Все счастливые семьи похожи друг на друга, каждая несчастливая семья несчастлива по-своему. (All happy families resemble each other, but each unhappy family is unhappy in its own way.) – Lev Tolstoy, Anna Karenina
As promised, today’s blog post is about how my current family is so very different than the one into which I was born. Tolstoy’s famous quotation aside, most of us seem destined to repeat the mistakes of our fathers (meaning, contrary to Tolstoy, all unhappy families are similar). However, I took a good long hard look at what I didn’t like about my family life and set out to make some major changes.
Among them is communication.
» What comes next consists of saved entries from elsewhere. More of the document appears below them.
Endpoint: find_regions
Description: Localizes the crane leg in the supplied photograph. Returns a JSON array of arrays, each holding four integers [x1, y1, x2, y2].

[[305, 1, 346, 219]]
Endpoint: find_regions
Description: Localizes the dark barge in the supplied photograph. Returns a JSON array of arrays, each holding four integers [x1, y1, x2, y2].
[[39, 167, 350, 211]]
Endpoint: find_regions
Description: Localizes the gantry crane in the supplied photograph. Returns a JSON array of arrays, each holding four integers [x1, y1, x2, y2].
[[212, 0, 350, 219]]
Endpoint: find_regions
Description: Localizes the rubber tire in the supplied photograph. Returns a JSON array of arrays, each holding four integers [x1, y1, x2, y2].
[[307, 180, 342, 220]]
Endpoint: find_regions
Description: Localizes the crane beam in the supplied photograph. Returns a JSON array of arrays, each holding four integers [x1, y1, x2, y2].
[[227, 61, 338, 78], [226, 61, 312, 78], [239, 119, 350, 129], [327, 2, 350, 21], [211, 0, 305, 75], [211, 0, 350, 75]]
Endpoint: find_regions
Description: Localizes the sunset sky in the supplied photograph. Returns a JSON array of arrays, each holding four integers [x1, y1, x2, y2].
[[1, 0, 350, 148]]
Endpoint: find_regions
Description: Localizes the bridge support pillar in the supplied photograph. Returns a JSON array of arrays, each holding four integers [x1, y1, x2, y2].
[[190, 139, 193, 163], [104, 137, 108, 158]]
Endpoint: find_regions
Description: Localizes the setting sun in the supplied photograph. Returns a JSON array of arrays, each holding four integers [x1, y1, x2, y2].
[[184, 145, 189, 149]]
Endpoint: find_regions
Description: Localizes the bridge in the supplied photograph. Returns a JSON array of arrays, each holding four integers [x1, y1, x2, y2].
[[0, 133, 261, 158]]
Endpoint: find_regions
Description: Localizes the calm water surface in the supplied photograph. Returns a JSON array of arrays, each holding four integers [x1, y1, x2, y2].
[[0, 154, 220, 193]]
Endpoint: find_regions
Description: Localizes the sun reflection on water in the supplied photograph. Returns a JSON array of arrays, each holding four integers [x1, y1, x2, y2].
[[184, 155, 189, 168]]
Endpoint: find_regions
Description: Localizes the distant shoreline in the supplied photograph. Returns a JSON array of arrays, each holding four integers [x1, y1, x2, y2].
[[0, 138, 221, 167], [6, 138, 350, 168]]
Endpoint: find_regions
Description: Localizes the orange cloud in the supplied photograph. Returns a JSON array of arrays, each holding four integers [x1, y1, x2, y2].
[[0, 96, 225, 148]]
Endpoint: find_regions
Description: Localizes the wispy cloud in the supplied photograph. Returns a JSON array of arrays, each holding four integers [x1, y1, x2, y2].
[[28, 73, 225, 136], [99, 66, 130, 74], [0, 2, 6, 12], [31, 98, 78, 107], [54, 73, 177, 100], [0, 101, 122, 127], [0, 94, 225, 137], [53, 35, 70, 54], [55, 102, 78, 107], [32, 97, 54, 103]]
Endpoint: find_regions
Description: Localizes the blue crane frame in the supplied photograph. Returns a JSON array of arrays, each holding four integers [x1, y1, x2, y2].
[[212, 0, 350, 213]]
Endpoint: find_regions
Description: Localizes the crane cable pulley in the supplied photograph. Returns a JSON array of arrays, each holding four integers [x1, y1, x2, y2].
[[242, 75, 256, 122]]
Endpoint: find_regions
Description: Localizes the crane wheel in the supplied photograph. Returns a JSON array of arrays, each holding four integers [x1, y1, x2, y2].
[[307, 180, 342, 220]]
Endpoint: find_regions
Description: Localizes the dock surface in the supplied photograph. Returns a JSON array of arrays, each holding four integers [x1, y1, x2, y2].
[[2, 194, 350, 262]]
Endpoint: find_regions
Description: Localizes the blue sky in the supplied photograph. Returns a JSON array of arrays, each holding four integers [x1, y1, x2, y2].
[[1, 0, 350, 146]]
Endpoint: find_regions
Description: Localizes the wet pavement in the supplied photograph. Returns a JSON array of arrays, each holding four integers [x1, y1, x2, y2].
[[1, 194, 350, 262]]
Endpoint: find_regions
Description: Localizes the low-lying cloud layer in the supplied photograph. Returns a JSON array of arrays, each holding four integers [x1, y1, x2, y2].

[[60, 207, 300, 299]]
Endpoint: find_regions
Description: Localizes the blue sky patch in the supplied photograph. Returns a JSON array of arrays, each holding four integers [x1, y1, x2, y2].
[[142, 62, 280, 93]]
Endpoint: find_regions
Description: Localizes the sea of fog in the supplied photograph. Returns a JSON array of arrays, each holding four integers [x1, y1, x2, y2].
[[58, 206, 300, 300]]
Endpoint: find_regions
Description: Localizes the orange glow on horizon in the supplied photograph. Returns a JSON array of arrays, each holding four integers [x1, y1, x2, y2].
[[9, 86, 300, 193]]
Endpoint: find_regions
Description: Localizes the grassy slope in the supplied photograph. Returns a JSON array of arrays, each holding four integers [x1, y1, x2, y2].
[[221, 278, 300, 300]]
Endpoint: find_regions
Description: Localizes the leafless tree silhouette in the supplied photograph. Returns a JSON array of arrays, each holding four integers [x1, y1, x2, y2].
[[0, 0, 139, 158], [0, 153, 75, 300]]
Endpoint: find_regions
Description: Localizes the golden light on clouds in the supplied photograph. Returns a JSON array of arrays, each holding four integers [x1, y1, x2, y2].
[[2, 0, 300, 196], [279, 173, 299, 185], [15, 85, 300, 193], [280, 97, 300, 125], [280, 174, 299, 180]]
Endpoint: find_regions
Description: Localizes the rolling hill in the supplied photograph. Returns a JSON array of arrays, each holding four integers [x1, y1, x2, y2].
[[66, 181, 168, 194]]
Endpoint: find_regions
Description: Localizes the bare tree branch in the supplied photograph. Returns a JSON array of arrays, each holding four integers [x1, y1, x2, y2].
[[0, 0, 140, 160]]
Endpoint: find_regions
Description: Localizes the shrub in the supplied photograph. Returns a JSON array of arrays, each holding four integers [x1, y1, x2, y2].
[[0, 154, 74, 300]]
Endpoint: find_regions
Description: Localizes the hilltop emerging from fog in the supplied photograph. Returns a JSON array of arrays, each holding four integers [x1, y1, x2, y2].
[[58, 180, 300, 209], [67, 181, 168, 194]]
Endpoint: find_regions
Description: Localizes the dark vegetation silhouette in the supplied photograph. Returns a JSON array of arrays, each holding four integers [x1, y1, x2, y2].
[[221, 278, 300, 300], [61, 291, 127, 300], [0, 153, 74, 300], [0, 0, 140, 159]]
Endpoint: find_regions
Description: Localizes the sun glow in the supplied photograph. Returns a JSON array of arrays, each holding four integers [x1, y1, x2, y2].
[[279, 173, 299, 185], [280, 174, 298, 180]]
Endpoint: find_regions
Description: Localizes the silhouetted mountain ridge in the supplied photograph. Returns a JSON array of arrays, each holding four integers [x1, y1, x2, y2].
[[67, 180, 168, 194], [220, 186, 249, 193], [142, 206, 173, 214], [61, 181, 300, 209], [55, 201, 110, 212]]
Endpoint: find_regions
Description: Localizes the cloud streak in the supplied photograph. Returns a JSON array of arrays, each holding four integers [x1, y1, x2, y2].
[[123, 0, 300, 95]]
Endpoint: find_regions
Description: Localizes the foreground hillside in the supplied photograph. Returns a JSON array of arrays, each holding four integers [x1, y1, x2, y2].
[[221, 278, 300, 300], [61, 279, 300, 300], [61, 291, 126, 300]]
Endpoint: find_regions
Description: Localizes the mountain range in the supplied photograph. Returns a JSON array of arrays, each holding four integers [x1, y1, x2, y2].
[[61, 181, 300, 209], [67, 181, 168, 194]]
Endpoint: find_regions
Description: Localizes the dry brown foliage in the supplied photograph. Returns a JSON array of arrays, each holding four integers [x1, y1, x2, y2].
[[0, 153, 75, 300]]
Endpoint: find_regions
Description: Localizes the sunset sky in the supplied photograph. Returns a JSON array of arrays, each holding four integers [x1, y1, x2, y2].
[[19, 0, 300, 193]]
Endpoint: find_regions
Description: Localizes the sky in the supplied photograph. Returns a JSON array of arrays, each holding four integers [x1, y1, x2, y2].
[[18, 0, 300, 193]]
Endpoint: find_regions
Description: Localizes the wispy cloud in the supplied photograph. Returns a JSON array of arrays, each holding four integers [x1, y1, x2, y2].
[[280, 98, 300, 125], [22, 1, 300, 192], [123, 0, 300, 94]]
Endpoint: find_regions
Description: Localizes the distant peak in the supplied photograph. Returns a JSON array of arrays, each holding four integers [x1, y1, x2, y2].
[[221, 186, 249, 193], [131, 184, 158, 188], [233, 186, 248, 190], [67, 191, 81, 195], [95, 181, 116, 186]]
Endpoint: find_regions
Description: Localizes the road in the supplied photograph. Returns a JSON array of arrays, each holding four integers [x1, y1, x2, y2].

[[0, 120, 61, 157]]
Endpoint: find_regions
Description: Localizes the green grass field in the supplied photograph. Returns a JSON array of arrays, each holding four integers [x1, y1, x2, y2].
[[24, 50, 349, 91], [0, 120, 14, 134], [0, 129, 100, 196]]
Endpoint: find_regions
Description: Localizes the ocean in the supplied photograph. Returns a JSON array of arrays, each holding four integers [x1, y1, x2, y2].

For a myriad of reasons, my birth family never communicated well. To this day, we still don’t. My mom will be sitting across from me, texting my sister, who will then call me with the latest “news.” I once half joked to her that we probably won’t even be invited to my dad’s funeral because the carrier pigeon will have gotten lost along the way. To say my birth family’s communication is dysfunctional is like saying Times Square is crowded.
One of the things that simply wasn’t tolerated when my sister and I were young were emotional outbursts. Now, however, I’m lucky if a day goes by when I don’t have one. It’s not that I roam around terrorizing my kids and coworkers; I simply cannot (or will not) hide my true feelings. I’ve eaten enough of them along the decades. I’m full, thank you very much.
So, the other morning when my daughter was sick and giving me her sass mouth, I started yelling and cursing, my son started pleading that we both shut up, my daughter burst into tears and ran to her room, followed by my son. I was making a quiche, which I continued making so it would be ready for a post-present breakfast. My dad had pretty much “turtled” (literally shading his ears with his cupped hands); my mom just sat quietly (taking it all in? just ignoring the shenanigans?). Finally, I called for my son (I didn’t know he’d gone with his sister, probably to comfort her). Anyhow, to make a long story short, I told my daughter to stop crying and try not to ruin Christmas. I knew she was sick, but I was under enough stress without her getting all uppity with me. She dried her tears, coughed through her feverish body, returned to open her presents. All was as if nothing had ever happened.
It was when my daughter was feeling better that she reminded me of my parents’ reaction to our fight. Ironically she told me this shortly after we had all had a very nice family gathering with their dad involved (something my mother doesn’t comprehend, that the ex and I actually get along quite well). My daughter said, “Grandpa doesn’t get it. I’m going to yell. You’re going to yell. One of us will start crying. Yuri will tell me to stop being mean. Then we’ll get over it and move on. That’s just what we do.”
And she’s right. It’s not the most psychologically sound way of dealing with our troubles, but at least we always know where the other person stands. There’s very little holding onto grievances, because everything gets aired right then and there. We have many fights, but very few secrets.
And if I am to be completely honest, the three of us are pretty damn happy together, enjoying far more laughs than tears. That’s just what we do.